Higher debt interest payments pushed UK public sector borrowing up last month to much higher levels than economists were expecting, laying bare the challenges facing the next prime minister.
Public sector net borrowing was £20bn in September, £2.2bn more than in the same month last year, and the second highest September borrowing figure since monthly records began in 1993, according to data published by the Office for National Statistics on Friday.
The figure was much larger than the £14.8bn forecast in March by Office for Budget Responsibility, the UK’s official watchdog, and was also higher than the £17bn forecast by economists polled by Reuters.
Interest payments on government debt rose to £7.7bn in September, £2.5bn more than in the same month last year. Higher Interest payments reflect the rise in the retail price index to which index-linked gilds are linked.

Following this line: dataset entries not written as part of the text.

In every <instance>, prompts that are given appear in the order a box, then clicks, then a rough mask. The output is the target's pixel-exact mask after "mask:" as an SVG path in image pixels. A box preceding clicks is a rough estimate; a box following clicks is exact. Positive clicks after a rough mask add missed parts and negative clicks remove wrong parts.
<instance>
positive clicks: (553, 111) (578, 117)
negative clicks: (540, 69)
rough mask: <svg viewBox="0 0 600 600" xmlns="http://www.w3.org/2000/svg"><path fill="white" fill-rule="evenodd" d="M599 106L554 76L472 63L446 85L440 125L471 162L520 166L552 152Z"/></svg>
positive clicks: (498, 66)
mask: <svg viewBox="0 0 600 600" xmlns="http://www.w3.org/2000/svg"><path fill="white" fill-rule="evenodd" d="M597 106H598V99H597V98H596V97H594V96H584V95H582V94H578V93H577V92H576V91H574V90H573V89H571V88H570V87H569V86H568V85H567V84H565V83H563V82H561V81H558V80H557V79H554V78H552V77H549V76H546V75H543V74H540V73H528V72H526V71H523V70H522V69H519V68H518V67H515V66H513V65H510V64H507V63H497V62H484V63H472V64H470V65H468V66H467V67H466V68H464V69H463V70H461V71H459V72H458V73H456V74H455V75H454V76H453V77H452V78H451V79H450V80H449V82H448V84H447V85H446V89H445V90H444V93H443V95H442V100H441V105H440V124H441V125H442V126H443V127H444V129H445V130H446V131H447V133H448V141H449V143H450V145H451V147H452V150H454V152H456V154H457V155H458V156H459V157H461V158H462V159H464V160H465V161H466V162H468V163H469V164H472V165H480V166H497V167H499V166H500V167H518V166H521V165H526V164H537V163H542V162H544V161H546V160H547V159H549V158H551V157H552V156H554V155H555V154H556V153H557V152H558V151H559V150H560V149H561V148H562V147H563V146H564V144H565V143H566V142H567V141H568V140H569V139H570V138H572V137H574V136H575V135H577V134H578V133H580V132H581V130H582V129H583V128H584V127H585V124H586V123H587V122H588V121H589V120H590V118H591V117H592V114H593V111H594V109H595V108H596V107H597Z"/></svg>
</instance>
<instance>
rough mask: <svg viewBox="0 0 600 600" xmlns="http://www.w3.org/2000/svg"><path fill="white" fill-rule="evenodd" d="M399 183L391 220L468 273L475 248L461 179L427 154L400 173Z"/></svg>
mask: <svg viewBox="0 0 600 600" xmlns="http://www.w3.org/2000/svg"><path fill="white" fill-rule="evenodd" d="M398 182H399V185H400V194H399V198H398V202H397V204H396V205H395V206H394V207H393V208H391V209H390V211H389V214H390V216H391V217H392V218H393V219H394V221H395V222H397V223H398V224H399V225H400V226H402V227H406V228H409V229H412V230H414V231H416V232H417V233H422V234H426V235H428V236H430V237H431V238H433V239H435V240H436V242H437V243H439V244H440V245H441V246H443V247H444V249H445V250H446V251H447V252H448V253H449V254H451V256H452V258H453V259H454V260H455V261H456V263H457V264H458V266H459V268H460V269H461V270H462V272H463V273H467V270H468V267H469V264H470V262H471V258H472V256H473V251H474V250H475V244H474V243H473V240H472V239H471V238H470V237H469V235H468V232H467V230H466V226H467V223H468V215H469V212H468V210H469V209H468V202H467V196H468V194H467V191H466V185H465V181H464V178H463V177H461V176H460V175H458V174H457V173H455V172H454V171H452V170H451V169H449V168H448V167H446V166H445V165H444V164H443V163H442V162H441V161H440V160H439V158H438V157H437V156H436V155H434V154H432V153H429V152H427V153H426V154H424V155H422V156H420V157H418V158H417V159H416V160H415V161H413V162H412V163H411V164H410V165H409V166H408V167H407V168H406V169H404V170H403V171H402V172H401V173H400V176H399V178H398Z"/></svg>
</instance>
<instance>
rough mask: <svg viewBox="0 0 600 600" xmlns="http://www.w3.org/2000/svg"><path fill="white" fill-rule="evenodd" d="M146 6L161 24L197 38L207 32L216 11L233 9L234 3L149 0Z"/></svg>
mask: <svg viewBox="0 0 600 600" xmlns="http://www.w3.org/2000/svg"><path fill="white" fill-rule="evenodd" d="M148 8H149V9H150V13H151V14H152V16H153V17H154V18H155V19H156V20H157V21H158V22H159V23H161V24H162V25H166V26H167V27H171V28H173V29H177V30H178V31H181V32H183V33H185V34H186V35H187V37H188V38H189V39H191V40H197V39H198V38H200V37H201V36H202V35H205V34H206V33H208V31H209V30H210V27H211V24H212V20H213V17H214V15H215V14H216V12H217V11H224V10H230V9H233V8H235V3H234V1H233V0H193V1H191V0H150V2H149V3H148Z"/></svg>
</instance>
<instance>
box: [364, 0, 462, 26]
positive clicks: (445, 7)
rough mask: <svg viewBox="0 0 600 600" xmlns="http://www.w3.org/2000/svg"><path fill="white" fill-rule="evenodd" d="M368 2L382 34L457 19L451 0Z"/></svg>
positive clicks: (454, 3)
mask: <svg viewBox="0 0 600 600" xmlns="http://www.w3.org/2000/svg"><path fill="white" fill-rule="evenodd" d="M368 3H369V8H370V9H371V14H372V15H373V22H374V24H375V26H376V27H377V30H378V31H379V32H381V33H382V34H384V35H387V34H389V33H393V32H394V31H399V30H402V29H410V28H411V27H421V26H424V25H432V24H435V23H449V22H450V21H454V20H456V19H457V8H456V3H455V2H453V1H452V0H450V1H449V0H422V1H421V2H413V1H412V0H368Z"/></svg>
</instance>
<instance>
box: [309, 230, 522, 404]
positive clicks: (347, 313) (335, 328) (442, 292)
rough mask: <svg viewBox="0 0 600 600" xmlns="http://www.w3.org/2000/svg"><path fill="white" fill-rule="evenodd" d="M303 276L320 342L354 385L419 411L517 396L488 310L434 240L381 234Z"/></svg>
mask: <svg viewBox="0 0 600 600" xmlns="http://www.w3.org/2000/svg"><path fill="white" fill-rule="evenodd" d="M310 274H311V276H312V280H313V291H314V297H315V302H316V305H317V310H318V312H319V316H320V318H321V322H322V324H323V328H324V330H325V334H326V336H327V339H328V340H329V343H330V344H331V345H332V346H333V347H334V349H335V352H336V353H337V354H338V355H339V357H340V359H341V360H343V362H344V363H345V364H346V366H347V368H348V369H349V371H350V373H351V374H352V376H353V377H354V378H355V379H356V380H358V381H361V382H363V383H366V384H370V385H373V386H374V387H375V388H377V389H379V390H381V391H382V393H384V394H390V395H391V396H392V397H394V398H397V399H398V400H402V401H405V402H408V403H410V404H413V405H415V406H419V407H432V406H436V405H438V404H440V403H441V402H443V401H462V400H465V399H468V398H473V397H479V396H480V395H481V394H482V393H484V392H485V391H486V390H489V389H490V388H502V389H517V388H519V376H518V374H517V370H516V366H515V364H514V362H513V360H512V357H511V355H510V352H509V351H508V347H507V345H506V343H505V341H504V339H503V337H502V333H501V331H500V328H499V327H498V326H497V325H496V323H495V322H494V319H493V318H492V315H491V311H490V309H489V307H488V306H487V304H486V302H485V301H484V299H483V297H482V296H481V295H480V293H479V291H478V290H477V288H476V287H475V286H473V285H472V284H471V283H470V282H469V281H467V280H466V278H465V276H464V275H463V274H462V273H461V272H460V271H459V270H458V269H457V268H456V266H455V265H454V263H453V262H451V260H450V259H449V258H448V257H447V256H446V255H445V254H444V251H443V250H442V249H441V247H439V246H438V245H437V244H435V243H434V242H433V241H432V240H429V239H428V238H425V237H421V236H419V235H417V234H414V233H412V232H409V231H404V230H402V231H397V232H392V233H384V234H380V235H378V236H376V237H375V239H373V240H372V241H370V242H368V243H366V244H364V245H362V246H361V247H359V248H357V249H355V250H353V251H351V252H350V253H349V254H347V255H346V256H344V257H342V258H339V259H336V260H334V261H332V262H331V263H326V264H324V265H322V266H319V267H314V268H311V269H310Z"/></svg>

James Smith, an economist at ING, said that from the perspective of gilts, “all investors really want to see is a credible fiscal trajectory,” from whoever takes over as prime minister next week.
Central government receipts were £71.2bn in September, which was £7bn more than in the same month last year, thanks to higher tax receipts.
However, higher debt payments pushed government spending to £79.3bn, £5.8bn above the same month last year.
September borrowing figures do not include measures such as the universal £400 energy bill rebate and the energy price freeze that will add to spending from October. These could significantly raise borrowing for the rest of the year.